Re: [RFC 08/10] platform/x86/intel/ifs: Add IFS sysfs interface

From: Dan Williams
Date: Mon Mar 07 2022 - 15:25:48 EST


On Mon, Mar 7, 2022 at 11:55 AM Joseph, Jithu <jithu.joseph@xxxxxxxxx> wrote:
>
>
>
> On 3/7/2022 11:15 AM, Dan Williams wrote:
> > On Mon, Mar 7, 2022 at 11:09 AM Joseph, Jithu <jithu.joseph@xxxxxxxxx> wrote:
> >>
> >>
> >>
> >> On 3/7/2022 9:38 AM, Dan Williams wrote:
> >>> On Fri, Mar 4, 2022 at 12:42 PM Joseph, Jithu <jithu.joseph@xxxxxxxxx> wrote:
> >>>>
> >>>>
> >>>>
> >>
> >>>>>> + */
> >>>>>> +static ssize_t details_show(struct device *dev,
> >>>>>> + struct device_attribute *attr,
> >>>>>> + char *buf)
> >>>>>> +{
> >>>>>> + unsigned int cpu = dev->id;
> >>>>>> + int ret;
> >>>>>> +
> >>>>>> + if (down_trylock(&ifs_sem))
> >>>>>> + return -EBUSY;
> >>>>>
> >>>>> What is the ifs_sem protecting? This result is immediately invalid
> >>>>> after the lock is dropped anyway, so why hold it over reading the
> >>>>> value? You can't prevent 2 threads racing each other here.
> >>>>
> >>>> percpu thread running scan_test_worker() will update per_cpu(ifs_state, cpu).scan_details. (before signalling this thread to run, this lock would be acquired)
> >>>> This is to protect against the scenario where if the percpu thread is running a test and if at the same time a user is querying its status, they would see busy.
> >>>
> >>> That begs the question why would userspace be polling this file?

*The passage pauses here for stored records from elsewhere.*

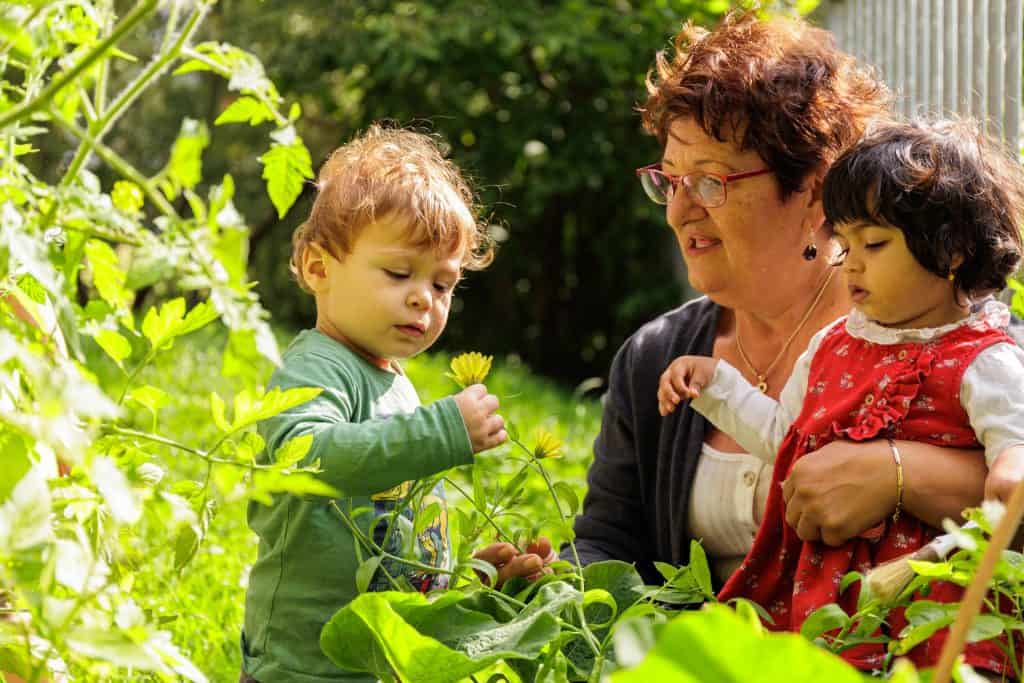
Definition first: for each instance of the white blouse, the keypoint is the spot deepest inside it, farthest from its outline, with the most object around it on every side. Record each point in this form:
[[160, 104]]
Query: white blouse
[[991, 390], [730, 488]]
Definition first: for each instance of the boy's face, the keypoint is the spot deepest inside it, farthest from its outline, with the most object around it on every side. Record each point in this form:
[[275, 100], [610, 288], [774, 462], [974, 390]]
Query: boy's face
[[386, 299], [888, 284]]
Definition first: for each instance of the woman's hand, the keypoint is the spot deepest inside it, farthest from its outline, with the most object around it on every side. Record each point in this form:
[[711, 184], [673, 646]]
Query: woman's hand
[[845, 488], [684, 378], [531, 564]]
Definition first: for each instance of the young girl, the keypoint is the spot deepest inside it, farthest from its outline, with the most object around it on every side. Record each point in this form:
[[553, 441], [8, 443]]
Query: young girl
[[928, 219]]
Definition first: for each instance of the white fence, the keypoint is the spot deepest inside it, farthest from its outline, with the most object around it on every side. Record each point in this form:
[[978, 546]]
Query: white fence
[[940, 55]]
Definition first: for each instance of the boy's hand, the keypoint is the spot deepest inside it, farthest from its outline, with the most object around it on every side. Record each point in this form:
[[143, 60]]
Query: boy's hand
[[531, 564], [1005, 475], [685, 377], [486, 429]]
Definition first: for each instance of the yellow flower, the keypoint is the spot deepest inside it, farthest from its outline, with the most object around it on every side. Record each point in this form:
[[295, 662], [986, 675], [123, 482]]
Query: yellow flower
[[547, 445], [470, 369]]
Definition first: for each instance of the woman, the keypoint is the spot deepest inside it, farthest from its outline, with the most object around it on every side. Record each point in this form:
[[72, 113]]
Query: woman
[[750, 116]]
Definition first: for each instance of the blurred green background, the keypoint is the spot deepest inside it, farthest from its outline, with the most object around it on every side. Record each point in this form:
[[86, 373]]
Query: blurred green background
[[537, 99]]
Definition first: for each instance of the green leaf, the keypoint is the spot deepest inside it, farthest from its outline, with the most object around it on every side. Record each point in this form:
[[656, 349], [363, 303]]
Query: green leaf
[[114, 345], [217, 410], [293, 451], [108, 276], [249, 410], [286, 167], [568, 496], [185, 545], [151, 397], [698, 565], [185, 166], [365, 572], [245, 110], [984, 627], [823, 620], [127, 197]]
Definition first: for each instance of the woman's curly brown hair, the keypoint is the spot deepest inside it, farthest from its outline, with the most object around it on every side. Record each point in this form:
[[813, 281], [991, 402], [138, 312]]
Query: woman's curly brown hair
[[778, 86], [387, 171], [949, 188]]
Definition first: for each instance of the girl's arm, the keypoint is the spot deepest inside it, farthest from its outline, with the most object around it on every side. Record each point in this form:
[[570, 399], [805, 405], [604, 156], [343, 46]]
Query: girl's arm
[[846, 487], [756, 421]]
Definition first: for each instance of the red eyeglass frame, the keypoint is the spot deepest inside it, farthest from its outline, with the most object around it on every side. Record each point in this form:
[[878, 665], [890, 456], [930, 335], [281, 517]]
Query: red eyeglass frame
[[674, 180]]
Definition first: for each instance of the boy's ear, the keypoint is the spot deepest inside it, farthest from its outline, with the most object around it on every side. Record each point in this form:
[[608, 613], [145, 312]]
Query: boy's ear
[[314, 259], [813, 184]]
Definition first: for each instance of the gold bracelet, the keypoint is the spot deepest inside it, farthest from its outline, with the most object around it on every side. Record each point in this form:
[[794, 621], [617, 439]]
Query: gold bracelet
[[899, 478]]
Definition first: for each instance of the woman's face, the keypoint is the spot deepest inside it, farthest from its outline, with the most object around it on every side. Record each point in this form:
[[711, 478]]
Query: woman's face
[[754, 241]]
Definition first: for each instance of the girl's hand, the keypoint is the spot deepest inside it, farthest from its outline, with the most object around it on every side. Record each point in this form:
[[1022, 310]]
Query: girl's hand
[[685, 378], [531, 564], [1006, 474], [479, 412]]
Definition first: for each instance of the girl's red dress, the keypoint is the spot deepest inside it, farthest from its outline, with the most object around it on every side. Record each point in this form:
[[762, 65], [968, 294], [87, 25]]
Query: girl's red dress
[[861, 390]]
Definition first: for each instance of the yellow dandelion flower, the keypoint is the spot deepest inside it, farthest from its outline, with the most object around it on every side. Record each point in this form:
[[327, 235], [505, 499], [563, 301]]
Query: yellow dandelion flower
[[470, 369], [547, 445]]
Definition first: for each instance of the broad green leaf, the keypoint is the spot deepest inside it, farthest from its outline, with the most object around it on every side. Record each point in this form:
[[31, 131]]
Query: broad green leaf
[[568, 496], [297, 483], [249, 410], [715, 644], [159, 327], [185, 545], [25, 516], [365, 572], [185, 166], [150, 396], [245, 110], [286, 167], [821, 621], [597, 597], [421, 639], [127, 197], [698, 565], [113, 344], [294, 451], [108, 276], [984, 627]]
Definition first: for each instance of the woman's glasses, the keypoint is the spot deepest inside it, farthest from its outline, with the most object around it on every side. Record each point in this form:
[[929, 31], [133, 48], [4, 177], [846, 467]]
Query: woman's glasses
[[707, 189]]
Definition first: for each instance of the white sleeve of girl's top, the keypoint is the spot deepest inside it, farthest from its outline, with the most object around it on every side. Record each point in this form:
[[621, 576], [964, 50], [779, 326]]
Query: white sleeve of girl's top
[[992, 394], [757, 422]]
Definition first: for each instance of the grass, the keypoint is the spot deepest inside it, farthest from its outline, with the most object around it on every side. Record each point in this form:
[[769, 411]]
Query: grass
[[203, 604]]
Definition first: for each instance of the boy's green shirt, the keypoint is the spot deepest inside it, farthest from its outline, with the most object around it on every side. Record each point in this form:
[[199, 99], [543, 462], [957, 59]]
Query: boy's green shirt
[[371, 437]]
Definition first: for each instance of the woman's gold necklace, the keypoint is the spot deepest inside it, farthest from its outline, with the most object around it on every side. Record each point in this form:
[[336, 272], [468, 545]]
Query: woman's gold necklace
[[763, 377]]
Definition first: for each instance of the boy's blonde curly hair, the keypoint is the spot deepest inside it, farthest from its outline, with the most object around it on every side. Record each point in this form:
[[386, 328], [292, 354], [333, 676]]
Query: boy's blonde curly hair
[[392, 171]]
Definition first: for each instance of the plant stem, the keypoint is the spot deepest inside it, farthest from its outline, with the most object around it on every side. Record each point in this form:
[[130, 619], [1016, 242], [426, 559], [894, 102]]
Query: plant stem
[[498, 529], [221, 71], [25, 109], [156, 438]]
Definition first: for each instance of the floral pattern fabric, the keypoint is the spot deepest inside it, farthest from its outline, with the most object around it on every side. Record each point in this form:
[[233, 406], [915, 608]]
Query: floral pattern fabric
[[859, 389]]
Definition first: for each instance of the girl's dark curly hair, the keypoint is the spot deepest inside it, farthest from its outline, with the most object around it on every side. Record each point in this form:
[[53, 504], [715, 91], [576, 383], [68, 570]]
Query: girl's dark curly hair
[[778, 86], [949, 188]]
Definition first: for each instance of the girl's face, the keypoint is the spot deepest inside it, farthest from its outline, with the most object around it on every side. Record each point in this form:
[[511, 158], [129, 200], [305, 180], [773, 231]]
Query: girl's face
[[732, 251], [888, 284]]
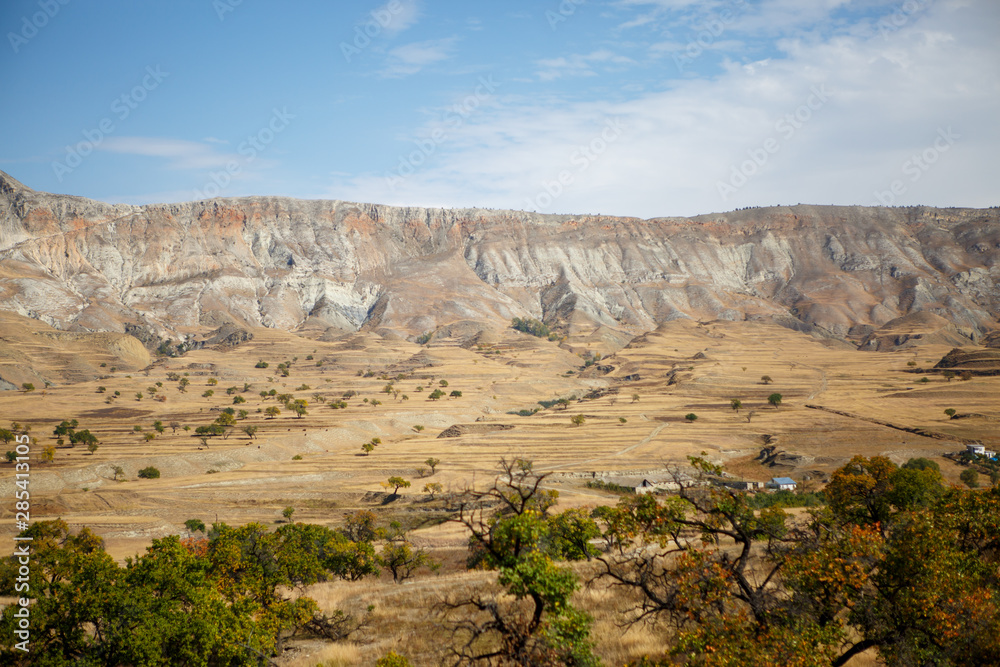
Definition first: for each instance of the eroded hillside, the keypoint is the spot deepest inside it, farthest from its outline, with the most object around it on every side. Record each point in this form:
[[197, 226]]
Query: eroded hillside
[[282, 263]]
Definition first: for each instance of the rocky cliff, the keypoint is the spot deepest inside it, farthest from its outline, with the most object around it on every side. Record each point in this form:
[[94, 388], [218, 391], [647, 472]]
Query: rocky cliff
[[83, 265]]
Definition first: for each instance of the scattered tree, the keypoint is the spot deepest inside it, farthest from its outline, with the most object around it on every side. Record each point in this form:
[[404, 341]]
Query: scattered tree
[[397, 483], [402, 560], [970, 477], [194, 525]]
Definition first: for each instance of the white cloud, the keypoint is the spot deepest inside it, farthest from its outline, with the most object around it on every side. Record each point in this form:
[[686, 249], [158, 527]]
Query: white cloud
[[411, 58], [181, 154], [887, 97], [578, 64], [403, 18]]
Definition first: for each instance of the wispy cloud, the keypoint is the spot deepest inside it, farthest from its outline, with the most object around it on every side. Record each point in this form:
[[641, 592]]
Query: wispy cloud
[[888, 97], [179, 153], [411, 58], [405, 17], [578, 64]]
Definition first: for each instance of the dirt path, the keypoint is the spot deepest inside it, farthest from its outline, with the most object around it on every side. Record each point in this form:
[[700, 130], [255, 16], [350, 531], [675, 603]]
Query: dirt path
[[908, 429]]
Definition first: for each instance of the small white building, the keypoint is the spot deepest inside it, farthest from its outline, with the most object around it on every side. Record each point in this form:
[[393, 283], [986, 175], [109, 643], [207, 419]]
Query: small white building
[[980, 450], [782, 484]]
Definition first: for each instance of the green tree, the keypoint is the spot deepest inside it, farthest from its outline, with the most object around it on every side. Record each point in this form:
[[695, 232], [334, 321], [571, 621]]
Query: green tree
[[299, 407], [194, 525], [970, 477], [397, 483], [532, 622], [393, 659], [402, 560]]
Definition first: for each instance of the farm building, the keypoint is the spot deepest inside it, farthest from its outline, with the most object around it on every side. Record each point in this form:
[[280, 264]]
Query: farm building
[[782, 484]]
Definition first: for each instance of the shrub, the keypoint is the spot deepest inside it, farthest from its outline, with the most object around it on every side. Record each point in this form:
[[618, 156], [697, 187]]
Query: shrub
[[970, 477]]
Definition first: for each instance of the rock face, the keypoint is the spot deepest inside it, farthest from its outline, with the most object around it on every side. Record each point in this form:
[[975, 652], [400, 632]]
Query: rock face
[[79, 264]]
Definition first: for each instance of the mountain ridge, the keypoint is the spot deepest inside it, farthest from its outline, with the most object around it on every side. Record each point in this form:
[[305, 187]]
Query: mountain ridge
[[80, 264]]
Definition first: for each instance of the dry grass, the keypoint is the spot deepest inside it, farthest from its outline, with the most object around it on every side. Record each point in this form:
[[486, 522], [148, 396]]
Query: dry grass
[[257, 478]]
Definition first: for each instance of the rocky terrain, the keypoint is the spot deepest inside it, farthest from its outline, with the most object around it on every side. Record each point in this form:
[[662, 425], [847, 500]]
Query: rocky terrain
[[181, 269]]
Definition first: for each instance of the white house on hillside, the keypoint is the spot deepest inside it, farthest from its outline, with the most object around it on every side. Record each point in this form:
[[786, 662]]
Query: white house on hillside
[[782, 484]]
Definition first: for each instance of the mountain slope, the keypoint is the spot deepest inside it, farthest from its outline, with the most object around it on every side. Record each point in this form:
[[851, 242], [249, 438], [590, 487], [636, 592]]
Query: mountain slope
[[79, 264]]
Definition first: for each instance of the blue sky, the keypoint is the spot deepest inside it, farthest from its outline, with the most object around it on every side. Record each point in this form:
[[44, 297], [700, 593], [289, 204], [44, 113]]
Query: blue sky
[[627, 107]]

Is it
> >>> because it does not know when a test completes otherwise? How does it
> >>> know that the result it is seeing is from the test it ran and not some
> >>> other invocation to start a new test?
> >>
> >> I think I should have explained the need for locking at a higher level .
> >> It is to make sure that only one of the below action happens at any time
> >>
> >> 1. single percpu test
> >> 2. all-cpu test (tests all cores sequentially)
> >> 3. scan binary reload
> >> 4. querying the status
> >>
> >> (There are h/w reasons for why we restrict to a single IFS test at any time)
> >> If 4 happens while 1 or 2 is in progress , we return busy. My earlier explanation was trying to explain why we are preventing 4 when 1 or 2 is in progress.
> >>
> >> As to the question of why would a user do 4 while 1 or 2 is in progress, there is no reason for him to do that, both the run_test (percpu and global) are blocking.
> >> But if he issues a test from one shell and uses another shell to query the status (while it is still in progress) he will see busy.
> >
> > ...and what about the race that the semaphore cannot solve of test run
> > launch racing collection of previous run results?
>
>
> pardon me if I am missing something obvious here … but everybody (the 4 scenarios listed above) tries to acquire the same semaphore, or returns -EBUSY if try_lock() fails.
> So in case of triggering "run_test" and viewing "status" racing scenario you mention, the below are the 2 interleaving I see
>
> if "echo 1 > /sys/devices/sysem/cpu/cpu10/ifs/run_test" gets the lock , the parallel "cat /sys/devices/sysem/cpu/cpu10/ifs/status" will return busy (and not the previous status)
> if "cat /sys/devices/sysem/cpu/cpu10/ifs/status", gets the lock it will display the status of the last test result and the parallel "echo 1 > /sys/devices/sysem/cpu/cpu10/ifs/run_test" will fail with busy
>
> This I believe is consistent behavior.

I am speaking of the state of the case where 2 threads are doing
run_test and polling for results. Unless you can guarantee that run2
does not start before the results of run1 have been collected then
they are lost in that scenario. No amount of kernel locking can
resolve that race to collect previous result which would not be a
problem in the first place if there was an atomic way to log test
results.